18. The apparatus of claim 11 wherein:

said packet data recorder, reference information recorder, network packet data examiner, verdict determiner and packet egress processor each comprise multiple threads of execution;

the operational steps of these threads of execution are pipelined so that individual steps of the processing of different network packets may be executed concurrently, where concurrent execution includes conventional operating system time-slice multi-programming and actual simultaneous execution on multiple processors of a multi-processor general purpose computer.

19. The apparatus of claim 18 wherein:

the apparatus incorporates multiple lock free data structures for the storage of reference information for network packet data;

at least one lock free data structure instance exists for each possible paring of a reference information recorder thread of execution with a network packet data examiner;

each possible paring of a reference information recorder thread of execution with a network packet data examiner thread of execution is associated with a particular lock free data structure instance;

when recording reference information for a particular network packet data, a reference information recorder thread of execution selects a particular packet data examiner thread of execution and subsequently stores reference information on the lock free data structure associated with the particular pairing of said reference information recorder thread of execution with the chosen packet data examiner thread of execution.

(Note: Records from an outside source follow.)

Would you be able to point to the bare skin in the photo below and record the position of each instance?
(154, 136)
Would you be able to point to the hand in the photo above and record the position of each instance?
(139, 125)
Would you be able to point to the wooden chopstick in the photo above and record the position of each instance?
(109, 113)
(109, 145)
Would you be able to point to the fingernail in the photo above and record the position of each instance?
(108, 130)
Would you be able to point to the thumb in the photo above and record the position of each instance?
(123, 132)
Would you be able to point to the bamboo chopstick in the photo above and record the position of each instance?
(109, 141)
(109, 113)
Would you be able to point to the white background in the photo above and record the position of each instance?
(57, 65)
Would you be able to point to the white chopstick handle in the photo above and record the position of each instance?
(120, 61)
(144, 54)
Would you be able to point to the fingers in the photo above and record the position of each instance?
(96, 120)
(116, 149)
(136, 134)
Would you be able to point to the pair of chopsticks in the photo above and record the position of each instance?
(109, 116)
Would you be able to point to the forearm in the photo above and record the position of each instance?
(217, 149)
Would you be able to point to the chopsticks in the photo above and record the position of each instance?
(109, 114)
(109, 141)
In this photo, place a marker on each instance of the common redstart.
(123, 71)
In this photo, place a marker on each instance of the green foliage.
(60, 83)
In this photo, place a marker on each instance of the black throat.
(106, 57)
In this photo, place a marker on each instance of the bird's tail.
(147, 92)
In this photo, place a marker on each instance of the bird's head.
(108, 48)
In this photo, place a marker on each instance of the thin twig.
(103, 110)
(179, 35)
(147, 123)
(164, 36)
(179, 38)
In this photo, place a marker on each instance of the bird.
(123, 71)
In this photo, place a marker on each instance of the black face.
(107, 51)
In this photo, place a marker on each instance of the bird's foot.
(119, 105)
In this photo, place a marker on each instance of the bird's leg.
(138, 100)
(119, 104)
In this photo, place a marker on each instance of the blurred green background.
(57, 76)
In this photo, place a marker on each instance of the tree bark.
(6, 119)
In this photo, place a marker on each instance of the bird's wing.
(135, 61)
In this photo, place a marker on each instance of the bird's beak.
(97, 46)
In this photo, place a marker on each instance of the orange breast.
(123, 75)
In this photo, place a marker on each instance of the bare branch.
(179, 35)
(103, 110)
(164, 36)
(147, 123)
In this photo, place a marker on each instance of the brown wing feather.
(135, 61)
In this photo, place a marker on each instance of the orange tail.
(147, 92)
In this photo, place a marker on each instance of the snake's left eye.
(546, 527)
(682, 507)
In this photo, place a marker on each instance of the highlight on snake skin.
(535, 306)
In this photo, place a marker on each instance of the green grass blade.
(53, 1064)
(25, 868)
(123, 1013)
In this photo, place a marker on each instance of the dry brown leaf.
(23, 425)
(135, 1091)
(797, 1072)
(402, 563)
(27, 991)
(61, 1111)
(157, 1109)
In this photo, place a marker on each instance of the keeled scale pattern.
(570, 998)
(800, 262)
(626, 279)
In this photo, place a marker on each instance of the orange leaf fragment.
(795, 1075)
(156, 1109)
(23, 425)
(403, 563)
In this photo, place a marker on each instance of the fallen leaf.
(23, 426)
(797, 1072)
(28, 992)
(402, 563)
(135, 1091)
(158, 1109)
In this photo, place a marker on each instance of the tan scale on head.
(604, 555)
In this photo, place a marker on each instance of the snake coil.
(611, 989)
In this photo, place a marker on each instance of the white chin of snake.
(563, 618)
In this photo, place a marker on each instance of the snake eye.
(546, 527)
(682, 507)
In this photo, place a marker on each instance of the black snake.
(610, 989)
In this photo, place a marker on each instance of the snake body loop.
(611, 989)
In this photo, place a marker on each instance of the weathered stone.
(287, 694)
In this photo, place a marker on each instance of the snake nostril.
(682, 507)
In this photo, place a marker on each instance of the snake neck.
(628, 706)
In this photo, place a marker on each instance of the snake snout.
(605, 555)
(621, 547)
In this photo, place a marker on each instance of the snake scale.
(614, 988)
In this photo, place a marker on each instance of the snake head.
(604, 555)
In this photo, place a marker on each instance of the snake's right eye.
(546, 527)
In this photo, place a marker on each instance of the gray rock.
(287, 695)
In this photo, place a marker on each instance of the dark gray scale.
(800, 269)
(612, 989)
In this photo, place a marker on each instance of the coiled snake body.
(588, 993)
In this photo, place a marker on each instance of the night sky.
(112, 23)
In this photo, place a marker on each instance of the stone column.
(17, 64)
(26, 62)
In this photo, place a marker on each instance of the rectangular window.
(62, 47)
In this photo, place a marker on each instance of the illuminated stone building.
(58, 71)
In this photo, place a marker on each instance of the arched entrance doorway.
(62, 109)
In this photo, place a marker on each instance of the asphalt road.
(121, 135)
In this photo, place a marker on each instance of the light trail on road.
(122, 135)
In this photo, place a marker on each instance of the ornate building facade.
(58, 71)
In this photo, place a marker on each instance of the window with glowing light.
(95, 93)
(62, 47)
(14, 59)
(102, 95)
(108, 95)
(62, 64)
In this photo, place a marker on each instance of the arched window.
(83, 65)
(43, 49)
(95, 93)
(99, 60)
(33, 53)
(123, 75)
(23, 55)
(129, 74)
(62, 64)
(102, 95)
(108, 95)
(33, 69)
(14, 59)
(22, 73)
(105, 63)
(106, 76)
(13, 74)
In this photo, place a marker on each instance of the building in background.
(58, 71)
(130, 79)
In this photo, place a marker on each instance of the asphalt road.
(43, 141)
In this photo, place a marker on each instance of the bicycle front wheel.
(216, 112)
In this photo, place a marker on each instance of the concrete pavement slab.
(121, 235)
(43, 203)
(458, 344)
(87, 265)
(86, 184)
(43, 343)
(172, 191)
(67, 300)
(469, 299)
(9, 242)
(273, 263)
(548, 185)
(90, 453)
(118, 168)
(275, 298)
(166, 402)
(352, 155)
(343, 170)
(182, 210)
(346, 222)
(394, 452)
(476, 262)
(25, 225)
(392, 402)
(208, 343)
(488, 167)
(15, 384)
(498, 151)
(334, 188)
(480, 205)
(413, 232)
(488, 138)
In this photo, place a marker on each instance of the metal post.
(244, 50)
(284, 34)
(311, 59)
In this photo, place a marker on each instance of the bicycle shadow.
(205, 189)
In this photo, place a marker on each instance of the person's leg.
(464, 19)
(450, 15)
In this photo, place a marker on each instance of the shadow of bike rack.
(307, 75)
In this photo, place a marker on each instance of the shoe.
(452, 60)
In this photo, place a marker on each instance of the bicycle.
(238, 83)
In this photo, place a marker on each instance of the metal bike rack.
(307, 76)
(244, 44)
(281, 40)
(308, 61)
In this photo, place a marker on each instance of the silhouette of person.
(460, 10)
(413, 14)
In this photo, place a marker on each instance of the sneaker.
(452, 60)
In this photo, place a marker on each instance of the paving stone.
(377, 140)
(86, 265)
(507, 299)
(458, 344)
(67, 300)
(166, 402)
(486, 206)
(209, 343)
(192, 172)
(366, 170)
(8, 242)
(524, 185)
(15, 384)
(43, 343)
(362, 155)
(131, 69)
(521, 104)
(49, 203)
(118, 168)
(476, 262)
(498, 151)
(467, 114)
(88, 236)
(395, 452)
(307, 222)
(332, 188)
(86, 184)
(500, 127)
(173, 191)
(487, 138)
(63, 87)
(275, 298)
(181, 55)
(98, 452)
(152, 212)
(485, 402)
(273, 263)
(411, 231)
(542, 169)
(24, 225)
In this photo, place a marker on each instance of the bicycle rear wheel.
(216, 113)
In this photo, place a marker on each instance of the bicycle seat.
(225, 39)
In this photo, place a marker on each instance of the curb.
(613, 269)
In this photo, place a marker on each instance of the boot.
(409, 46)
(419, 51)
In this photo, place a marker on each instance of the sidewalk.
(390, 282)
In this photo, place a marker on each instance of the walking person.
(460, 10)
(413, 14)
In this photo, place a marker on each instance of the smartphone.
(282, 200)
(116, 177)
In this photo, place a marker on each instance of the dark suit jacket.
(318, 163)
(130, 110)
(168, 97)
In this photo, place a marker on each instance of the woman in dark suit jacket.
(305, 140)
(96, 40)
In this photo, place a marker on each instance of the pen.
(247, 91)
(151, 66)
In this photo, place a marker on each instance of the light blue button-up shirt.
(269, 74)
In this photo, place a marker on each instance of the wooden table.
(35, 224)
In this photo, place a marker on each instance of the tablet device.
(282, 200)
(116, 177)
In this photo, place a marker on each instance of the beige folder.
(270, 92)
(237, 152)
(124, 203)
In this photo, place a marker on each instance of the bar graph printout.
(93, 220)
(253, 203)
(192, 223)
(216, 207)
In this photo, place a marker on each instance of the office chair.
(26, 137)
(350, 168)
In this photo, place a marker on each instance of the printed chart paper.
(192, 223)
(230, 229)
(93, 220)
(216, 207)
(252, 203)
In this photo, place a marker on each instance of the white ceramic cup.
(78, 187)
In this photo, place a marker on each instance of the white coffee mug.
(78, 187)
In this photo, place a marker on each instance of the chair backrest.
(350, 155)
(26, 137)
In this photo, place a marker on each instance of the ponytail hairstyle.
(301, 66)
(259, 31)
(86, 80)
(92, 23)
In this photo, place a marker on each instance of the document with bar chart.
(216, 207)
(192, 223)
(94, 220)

20. The apparatus of claim 19 wherein:

the operations of each reference information recorder thread of execution are integrated into a single thread of execution with the operations of a packet egress processor thread of execution, the apparatus incorporating a plurality of such combined threads of execution;

each such combined thread of execution, after placing reference information for a particular network packet data on a selected lock free data structure, examines the contents of the lock free structure to determine if reference data exists on the lock free data structure for any network packet data for which examination by a packet data examiner thread of execution has completed and, on finding such reference data “drops” or “re-injects” the corresponding network packet;

an additional privileged thread of execution exists that is not associated with any particular lock free data structure, said thread of execution periodically examining all lock free data structure instances to determine if reference data exists on the lock free data structure for any network packet data for which examination by a non-privileged thread of execution has completed, and on finding such reference data, performing the actions of a network packet egress processor on such reference data and the associated network packet data.

21. The apparatus of claim 20 wherein:

the operating system operating on the general purpose computer is the GNU/Linux operating system;

privileged threads of execution are kernel level threads of execution;

non-privileged threads of execution are user space threads of execution;

the packet data recorder incorporates conventional GNU/Linux kernel network processing code;

packet data examiner threads use conventional shared memory mapping to map into their respective address spaces all memory that may be used by the kernel network processing code to store network packet data.

22. The apparatus of claim 21 wherein:

the lock free data structures a conventional ring buffers, or some data structure derived from the conventional operation of the ring buffer data structure.

23. The apparatus of claim 22 wherein:

no operating system locks are taken during the processing of network packet data other than those required by the operation of the conventional operating system kernel code for the receiving and transmission of network packet data through one or more network interfaces;

only a single copy of the data of each network packet is made in the memory of the computer during the processing of said network packet.